FIG. 1 illustrates an embodiment of an integrated-circuit inferencing engine 100 (“inferencing IC”) having broadcast-data TPUs grouped/clustered within processing tiles 101 and interconnected to one another, on-die memory and various physical signaling interfaces via a network-on-chip interconnect 103. In the depicted implementation, each of the processing tiles 101—shown for example in detail view 105—includes sixteen TPUs 107 (a ×16 TPU cluster) coupled to receive filter weight values from a shared local (tile-resident) memory 109 referred to herein as level-one (L1) memory. Referring to the exemplary detail at 115, each TPU 107 includes a broadcast data register 117 and high-speed/low-latency filter-weight storage 119 (referred to herein as a level-zero (L0) memory), together with a bank of ‘L’ multiply-accumulate units 121 (collectively implementing a MAC engine 123), input/output (I/O) shift register 125, and linking logic 127 (“NLINK”), the latter for interfacing to the broadcast data register and I/O shift register to NOC 107 and thus to the progressively larger level-two and level-three memories (L2 and L3) and signaling PHYs. The collective circuit block shown at 129, including an individual MAC unit 121 and the L0 memory stripe (column) and I/O register element coupled to that MAC unit, is referred to herein as a MAC processor, with the TPU including a total of L such MAC processors implementing a collective parallel MAC pipeline. In some contexts, the MAC units themselves may be referred to (or viewed as) constituting the MAC processors, with the L0 memory and/or shift-out register comprising processor-support circuitry. In any case, broadcast data register 117 outputs a sequence of shared input data values, one per MAC cycle, to all MAC processors such that all MAC processors within the TPU operate on the same broadcast data value during a given multiply-and-accumulate (MAC) cycle.

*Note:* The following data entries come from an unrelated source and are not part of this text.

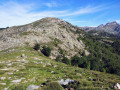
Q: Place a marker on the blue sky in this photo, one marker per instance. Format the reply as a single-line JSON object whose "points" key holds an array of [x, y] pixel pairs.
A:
{"points": [[77, 12]]}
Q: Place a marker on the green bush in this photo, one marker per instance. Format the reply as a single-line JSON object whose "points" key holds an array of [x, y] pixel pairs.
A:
{"points": [[58, 58], [37, 46], [46, 51], [66, 60], [75, 60], [52, 86]]}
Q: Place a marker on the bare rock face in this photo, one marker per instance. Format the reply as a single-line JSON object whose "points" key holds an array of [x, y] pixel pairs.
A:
{"points": [[111, 27], [50, 31]]}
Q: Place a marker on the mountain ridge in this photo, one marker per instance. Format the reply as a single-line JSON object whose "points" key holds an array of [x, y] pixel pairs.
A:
{"points": [[44, 31], [111, 27]]}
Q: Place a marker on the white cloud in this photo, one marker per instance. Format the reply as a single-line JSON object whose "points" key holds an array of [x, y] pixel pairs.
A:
{"points": [[118, 21], [51, 4], [12, 13]]}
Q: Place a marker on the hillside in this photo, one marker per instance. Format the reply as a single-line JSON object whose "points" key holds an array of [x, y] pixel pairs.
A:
{"points": [[49, 50], [56, 33], [111, 28], [17, 72]]}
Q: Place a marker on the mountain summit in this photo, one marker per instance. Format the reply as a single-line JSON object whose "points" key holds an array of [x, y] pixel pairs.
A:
{"points": [[54, 32]]}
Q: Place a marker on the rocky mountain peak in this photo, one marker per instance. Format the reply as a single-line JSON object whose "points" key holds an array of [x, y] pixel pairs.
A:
{"points": [[47, 31], [112, 23]]}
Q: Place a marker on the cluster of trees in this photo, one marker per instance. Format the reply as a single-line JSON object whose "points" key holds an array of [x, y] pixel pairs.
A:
{"points": [[104, 57]]}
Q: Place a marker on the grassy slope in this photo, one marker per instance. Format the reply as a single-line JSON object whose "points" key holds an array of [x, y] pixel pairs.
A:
{"points": [[36, 69]]}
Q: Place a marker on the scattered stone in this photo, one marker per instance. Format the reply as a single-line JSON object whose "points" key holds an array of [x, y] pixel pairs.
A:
{"points": [[17, 81], [52, 71], [3, 78], [32, 87], [117, 86], [9, 73], [2, 83], [23, 55], [66, 82]]}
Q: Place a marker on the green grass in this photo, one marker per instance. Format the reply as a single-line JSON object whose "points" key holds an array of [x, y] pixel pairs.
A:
{"points": [[36, 69]]}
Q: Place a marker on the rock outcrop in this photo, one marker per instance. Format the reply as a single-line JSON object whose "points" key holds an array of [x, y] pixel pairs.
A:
{"points": [[112, 28], [55, 32]]}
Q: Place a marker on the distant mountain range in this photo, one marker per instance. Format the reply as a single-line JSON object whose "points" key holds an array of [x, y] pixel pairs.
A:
{"points": [[112, 28]]}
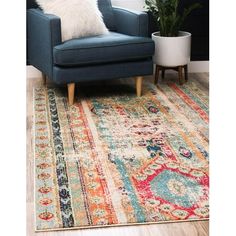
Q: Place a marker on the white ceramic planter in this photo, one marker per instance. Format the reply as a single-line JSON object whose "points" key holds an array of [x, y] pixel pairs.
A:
{"points": [[172, 51]]}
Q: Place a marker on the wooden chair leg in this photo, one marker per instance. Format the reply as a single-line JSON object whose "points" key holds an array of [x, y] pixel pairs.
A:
{"points": [[186, 72], [163, 73], [44, 78], [157, 74], [180, 70], [138, 82], [71, 93]]}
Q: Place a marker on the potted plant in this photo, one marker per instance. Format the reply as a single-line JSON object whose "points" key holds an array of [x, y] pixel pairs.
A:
{"points": [[172, 46]]}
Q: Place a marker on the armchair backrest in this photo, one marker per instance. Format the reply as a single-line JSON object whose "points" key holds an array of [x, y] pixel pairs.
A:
{"points": [[104, 6]]}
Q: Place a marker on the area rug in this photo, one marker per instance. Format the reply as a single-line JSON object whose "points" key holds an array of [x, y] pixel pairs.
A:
{"points": [[116, 159]]}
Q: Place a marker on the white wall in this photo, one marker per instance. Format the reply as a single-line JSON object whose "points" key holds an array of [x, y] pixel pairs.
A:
{"points": [[138, 5], [130, 4]]}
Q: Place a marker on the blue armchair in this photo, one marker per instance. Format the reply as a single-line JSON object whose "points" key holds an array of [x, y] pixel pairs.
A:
{"points": [[125, 52]]}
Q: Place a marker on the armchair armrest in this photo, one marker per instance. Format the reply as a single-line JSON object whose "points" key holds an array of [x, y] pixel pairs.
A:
{"points": [[43, 33], [131, 22]]}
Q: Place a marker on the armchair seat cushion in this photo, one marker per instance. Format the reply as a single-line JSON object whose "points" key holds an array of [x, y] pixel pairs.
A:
{"points": [[113, 47]]}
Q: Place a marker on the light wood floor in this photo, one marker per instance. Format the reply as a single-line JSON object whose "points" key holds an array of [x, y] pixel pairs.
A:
{"points": [[198, 228]]}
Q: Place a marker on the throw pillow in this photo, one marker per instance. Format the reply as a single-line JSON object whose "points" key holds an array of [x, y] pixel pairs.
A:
{"points": [[79, 18]]}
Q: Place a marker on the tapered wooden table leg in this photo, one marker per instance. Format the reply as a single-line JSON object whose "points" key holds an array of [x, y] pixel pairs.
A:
{"points": [[180, 70], [186, 72], [71, 93], [157, 74], [138, 81]]}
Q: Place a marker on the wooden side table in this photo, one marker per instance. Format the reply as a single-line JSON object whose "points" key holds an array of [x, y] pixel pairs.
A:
{"points": [[179, 69]]}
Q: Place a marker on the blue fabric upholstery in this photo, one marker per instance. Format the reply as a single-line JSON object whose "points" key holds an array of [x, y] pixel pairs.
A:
{"points": [[105, 8], [44, 32], [113, 47], [131, 22], [122, 54], [62, 75]]}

Still referring to FIG. 1, the various PHYs within inferencing IC 100 include a host I/O PHY 131 (e.g., compliant with a Peripheral Component Interconnect express (PCIe) standard or any other practicable standard or proprietary physical signaling hardware set/control protocol) to enable bidirectional information and/or instruction exchange with respect to a host processor or other control component; a memory-control PHY 133 to support read/write access to a system-level memory installation (e.g., dynamic random access memory (DRAM), flash memory, etc., disposed on a socketed memory module or implemented in any other practicable form factor), and one or more general-purpose I/O PHYs 135, 137 used, for example and without limitation, to coordinate operation between (gang) two or more inferencing ICs in a multi-chip inferencing system (with such multiple inferencing ICs 101 disposed in shared package to form a system-in-package, multi-package IC, three-dimensional IC, etc., or implemented as discrete components and interconnected via printed-circuit-board traces or other wired or wireless signaling media), establish network interconnect (e.g., according to any practicable Internet or intranet (WAN, LAN) physical layer interconnect and/or protocol suite), access nonvolatile storage media, etc. Various additional or alternative PHYs may be implemented within inferencing IC 101 in alternative embodiments, and any practicable higher-layer protocols may be implemented in connection with a given PHY (e.g., Compute Express Link or other memory-semantic protocol implemented over PCIe physical layer installation of host I/O PHY 131; memory control protocols according to various JEDEC standards implemented via memory control PHY 133; etc.). Also, the L3 and L2 memories disposed within (or accessed via) interconnect circuitry 103 may be implemented by various memory technologies in any combination (e.g., DRAM, static random access memory (SRAM), non-volatile memory, etc.) and, like processing-tile-resident L1 memory and TPU-resident L0 memory, are operationally distinguished by storage capacity and access speed/latency, with L0 memory nominally being the smallest, fasted on-chip memory and L3 being the largest (highest capacity), slowest on-chip memory. Additional or fewer memory levels may be implemented within the on-chip memory hierarchy in other embodiments, and the dispositions of individual memory levels may vary in all cases.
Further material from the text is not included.